Adding a new website typically involves:

  1. Creating a new Python file in kiosque/website/
  2. Implementing a class that extends Website
  3. Defining the article extraction logic
  4. (Optional) Adding authentication if the site is paywalled
  5. Testing your implementation
  6. Submitting a pull request

Step-by-Step Guide

For a complete tutorial on adding new website support, see the Contributing Guide.

The contributing guide includes:

  • Prerequisites and development setup
  • Website scraper implementation patterns
  • Authentication methods (simple, CSRF tokens, cookies)
  • Testing procedures
  • Code style guidelines
  • Pull request submission process

Quick Example

Here's a minimal example for a public website:

from typing import ClassVar
from ..core.website import Website

class ExampleNews(Website):
    base_url = "https://example.com/"

    clean_nodes: ClassVar = ["figure", "aside"]
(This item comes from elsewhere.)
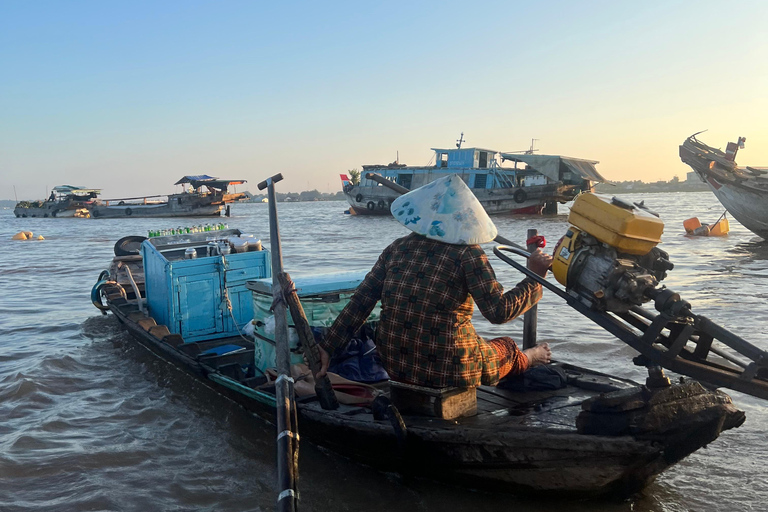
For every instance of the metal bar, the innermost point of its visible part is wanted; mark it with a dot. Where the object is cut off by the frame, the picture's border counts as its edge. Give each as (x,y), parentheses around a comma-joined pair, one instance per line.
(287,446)
(530,318)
    def article(self, url):
        soup = self.bs4(url)
        return soup.find("article", class_="main-content")

Common Patterns

With Authentication

class PaywalledNews(Website):
    base_url = "https://paywalled.com/"
    login_url = "https://paywalled.com/login"

    @property
    def login_dict(self):
        credentials = self.credentials
        assert credentials is not None
        return {
            "email": credentials["username"],
            "password": credentials["password"],
        }

    def article(self, url):
        soup = self.bs4(url)
        return soup.find("div", class_="article-body")

With Custom Cleanup

def clean(self, article):
    article = super().clean(article)

    # Remove empty paragraphs
    for p in article.find_all("p"):
        if not p.get_text(strip=True):
            p.decompose()

    return article

File Naming

  • Use lowercase, no spaces: lemonde.py, nytimes.py
  • Name after the publication, not the domain
  • Keep it simple and recognizable

Testing Checklist

Before submitting:

  • Article extraction works on multiple articles
  • Authentication works (if applicable)
  • Code passes ruff check and ruff format
  • Tests pass: uv run pytest -m "not login"
  • Website added to websites.md

Resources

Getting Help

  • Open a GitHub Issue with the website-support label
  • Check existing website implementations in kiosque/website/ for patterns
  • See Supported Sites for the list of current implementations

Thank You!

Your contributions help make journalism more accessible. Thank you for supporting Kiosque!